Mar 16, 2026 10:33 AM ET
  • WE Energies powers up Wisconsin with 150MW solar plus 50MW battery, delivering firm, low-cost energy, peak relief and grid services as demand grows.

WE Energies, a unit of WEC Energy Group, and partners will acquire a 150-megawatt solar project paired with a 50-megawatt battery in Wisconsin, expanding the utility’s portfolio with firmed capacity. The package is to bolster reliability and meet future demand growth by delivering low-cost daytime generation and flexible output when needed.

Pairing matters for a Midwestern grid: the battery enables ramping, peak shaving and grid support during clouds and evening spikes, reducing reliance on peaker plants and earning ancillary-service income for frequency and voltage. Buying operating or late-stage assets de-risks delivery; next steps include approvals, dispatch integration and optimization.

How will Wisconsin’s paired solar-plus-storage enhance reliability, reduce peaks, and monetize ancillary services?
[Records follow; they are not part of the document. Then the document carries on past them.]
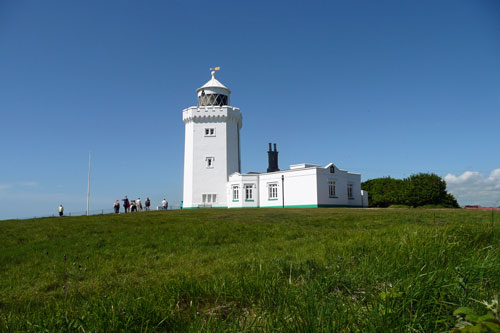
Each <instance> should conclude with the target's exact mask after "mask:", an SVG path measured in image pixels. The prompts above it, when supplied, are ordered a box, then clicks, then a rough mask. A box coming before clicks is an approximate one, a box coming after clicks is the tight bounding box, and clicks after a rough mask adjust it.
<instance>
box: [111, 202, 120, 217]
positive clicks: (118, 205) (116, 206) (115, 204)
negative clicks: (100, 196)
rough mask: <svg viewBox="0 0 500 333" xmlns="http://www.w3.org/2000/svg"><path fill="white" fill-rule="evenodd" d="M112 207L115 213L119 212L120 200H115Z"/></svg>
mask: <svg viewBox="0 0 500 333" xmlns="http://www.w3.org/2000/svg"><path fill="white" fill-rule="evenodd" d="M113 209H114V210H115V214H118V213H119V212H120V201H118V200H116V201H115V204H114V205H113Z"/></svg>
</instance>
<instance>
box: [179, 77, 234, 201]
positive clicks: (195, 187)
mask: <svg viewBox="0 0 500 333" xmlns="http://www.w3.org/2000/svg"><path fill="white" fill-rule="evenodd" d="M196 93H197V95H198V106H192V107H189V108H187V109H184V110H183V111H182V120H183V121H184V124H185V125H186V135H185V141H184V142H185V147H184V195H183V201H184V205H183V207H184V208H199V207H214V208H215V207H224V208H226V207H227V206H228V204H227V197H228V195H227V185H226V184H227V181H228V177H229V175H231V174H232V173H234V172H240V170H241V158H240V129H241V126H242V117H241V112H240V109H238V108H235V107H232V106H229V104H230V99H229V95H230V94H231V91H230V90H229V89H228V88H227V87H225V86H224V85H223V84H222V83H220V82H219V81H218V80H217V79H216V78H215V71H212V79H211V80H210V81H208V82H207V83H205V85H204V86H202V87H201V88H198V89H197V90H196Z"/></svg>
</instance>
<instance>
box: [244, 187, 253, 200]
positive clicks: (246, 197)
mask: <svg viewBox="0 0 500 333" xmlns="http://www.w3.org/2000/svg"><path fill="white" fill-rule="evenodd" d="M245 200H247V201H253V185H251V184H248V185H245Z"/></svg>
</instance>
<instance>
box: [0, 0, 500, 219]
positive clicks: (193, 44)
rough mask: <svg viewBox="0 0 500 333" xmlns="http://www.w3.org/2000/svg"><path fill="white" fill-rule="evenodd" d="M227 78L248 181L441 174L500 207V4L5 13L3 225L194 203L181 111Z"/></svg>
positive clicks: (242, 8)
mask: <svg viewBox="0 0 500 333" xmlns="http://www.w3.org/2000/svg"><path fill="white" fill-rule="evenodd" d="M213 66H221V67H222V69H221V71H220V72H219V73H218V75H217V78H218V79H219V80H220V81H221V82H222V83H224V84H225V85H226V86H228V87H229V88H230V89H231V90H232V94H231V102H232V105H233V106H236V107H240V108H241V110H242V113H243V117H244V118H243V128H242V132H241V140H242V147H241V148H242V168H243V171H244V172H247V171H264V170H265V168H266V167H267V154H266V150H267V143H268V142H276V143H277V144H278V150H279V151H280V167H281V168H286V167H287V166H288V165H290V164H294V163H303V162H308V163H316V164H323V165H326V164H327V163H329V162H334V163H336V164H337V165H338V166H339V167H340V168H343V169H347V170H349V171H352V172H360V173H361V174H362V179H363V180H367V179H370V178H375V177H381V176H392V177H396V178H401V177H406V176H409V175H411V174H412V173H417V172H434V173H437V174H438V175H440V176H442V177H446V180H447V182H448V187H449V189H450V191H451V192H452V193H454V194H456V195H457V197H458V199H459V202H460V203H461V204H483V205H493V204H495V203H497V204H498V200H499V199H500V170H499V169H500V155H499V154H498V151H499V145H500V131H499V124H500V89H499V88H500V82H499V80H500V2H498V1H454V0H453V1H399V0H398V1H307V2H305V1H300V2H293V1H288V2H286V5H285V3H282V2H270V1H248V2H240V1H238V2H235V1H226V2H205V1H146V2H144V1H142V2H139V1H119V2H117V1H80V2H77V1H0V113H1V119H2V121H1V122H0V138H1V140H2V143H3V144H2V153H1V154H0V156H1V162H2V163H0V219H2V218H11V217H30V216H35V215H44V214H52V213H55V212H56V210H57V207H58V205H59V204H60V203H62V204H63V205H64V206H65V208H66V211H68V212H69V211H83V210H85V205H86V191H87V166H88V165H87V163H88V153H89V151H92V160H93V161H92V162H93V163H92V167H93V169H92V194H91V209H102V208H106V209H108V208H111V207H112V203H113V201H114V200H115V199H121V198H123V196H124V195H128V196H129V198H135V197H138V196H140V197H142V198H144V197H146V196H149V197H150V198H151V199H152V201H153V205H156V204H158V203H159V202H160V201H161V200H162V199H163V197H166V198H167V200H169V202H170V203H171V204H178V202H180V200H181V197H182V176H183V153H184V124H183V122H182V114H181V113H182V109H183V108H186V107H189V106H192V105H195V104H196V94H195V90H196V89H197V88H198V87H200V86H201V85H203V84H204V83H205V82H206V81H208V80H209V79H210V73H209V68H210V67H213Z"/></svg>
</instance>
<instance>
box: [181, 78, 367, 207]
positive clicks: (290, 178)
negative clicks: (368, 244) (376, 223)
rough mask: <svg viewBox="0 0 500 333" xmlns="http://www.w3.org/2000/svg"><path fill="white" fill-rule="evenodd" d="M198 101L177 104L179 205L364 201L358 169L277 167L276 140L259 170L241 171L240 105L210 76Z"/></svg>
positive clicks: (301, 205) (365, 203)
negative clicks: (178, 174) (181, 189)
mask: <svg viewBox="0 0 500 333" xmlns="http://www.w3.org/2000/svg"><path fill="white" fill-rule="evenodd" d="M196 92H197V95H198V106H192V107H190V108H187V109H184V110H183V112H182V113H183V115H182V119H183V120H184V123H185V125H186V135H185V150H184V197H183V201H184V203H183V207H184V208H201V207H212V208H244V207H248V208H250V207H367V206H368V193H367V192H365V191H362V190H361V175H360V174H355V173H350V172H347V171H345V170H340V169H338V168H337V167H336V166H335V165H334V164H333V163H330V164H328V165H327V166H325V167H321V166H318V165H313V164H295V165H291V166H290V169H289V170H279V168H278V152H277V151H276V145H274V150H272V147H271V144H269V151H268V155H269V168H268V172H265V173H248V174H241V157H240V129H241V127H242V116H241V112H240V109H238V108H235V107H232V106H229V104H230V99H229V95H230V94H231V91H230V90H229V89H228V88H227V87H225V86H224V85H223V84H222V83H220V82H219V81H218V80H216V79H215V72H212V79H211V80H210V81H208V82H207V83H206V84H205V85H204V86H202V87H201V88H199V89H198V90H197V91H196Z"/></svg>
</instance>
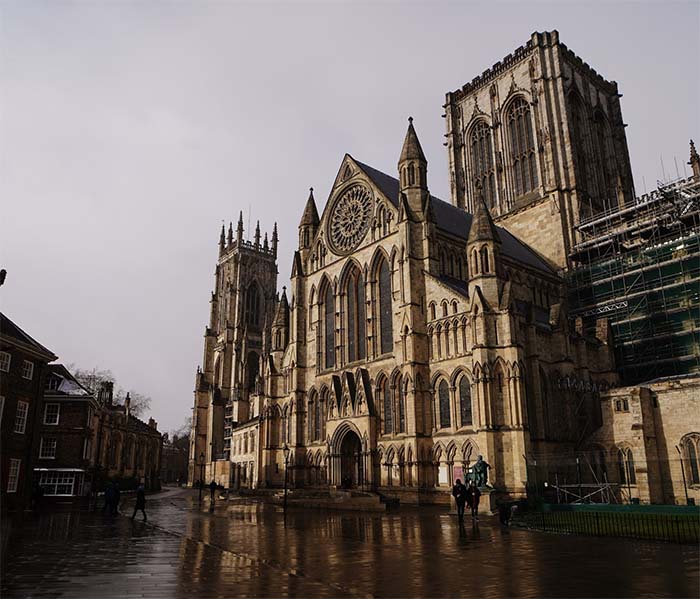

  • Firm, dispatchable capacity: Storage turns variable solar into predictable blocks MISO can accredit for capacity, supporting resource adequacy during tight hours.
  • Peak shaving and load shifting: Midday solar charges the battery, which discharges through late-afternoon/evening ramps to cut net peak demand and “duck-curve” steepness.
  • Reduced peaker reliance: Fast-response discharge covers short, sharp spikes that would otherwise trigger costly gas peakers, lowering start-up/cycling and emissions.
  • Contingency support: Sub-second frequency response and fast reserves arrest frequency dips after outages, stabilizing the system before slower resources respond.
  • Voltage and VAR support: Inverter-based controls supply reactive power and voltage regulation at the point of interconnection, improving power quality on stressed feeders.
  • Ramping flexibility: Controlled charge/discharge provides upward and downward ramps, smoothing solar variability from clouds and minimizing redispatch of thermal units.
  • Curtailment avoidance: Excess midday solar can be stored instead of curtailed, improving project economics and ensuring more clean MWh are available at high-value hours.
  • T&D deferral: Local peak reduction lowers feeder and substation loading, potentially deferring upgrades and reducing congestion costs.
  • Black-start and restoration aid: Batteries can energize lines and support system re-start sequences, accelerating recovery after severe weather events.
  • Market revenues: Participation in MISO ancillary services (regulation, spinning/non-spinning reserves, ramp products) creates stacked income streams beyond energy sales.
  • Capacity value monetization: Accredited capacity from the solar-plus-storage portfolio can earn payments in seasonal capacity auctions and bilateral contracts.
  • Price arbitrage: Charge during low-priced hours and discharge during high-priced peaks to capture spreads, improving project net value.
  • Emissions and fuel hedge: Peak reduction and ancillary support cut thermal cycling and fuel burn, lowering carbon exposure and fuel-price risk.
  • Operational resilience: State-of-charge management and weather-informed dispatch improve forecastability and ensure availability for extreme heat/cold events.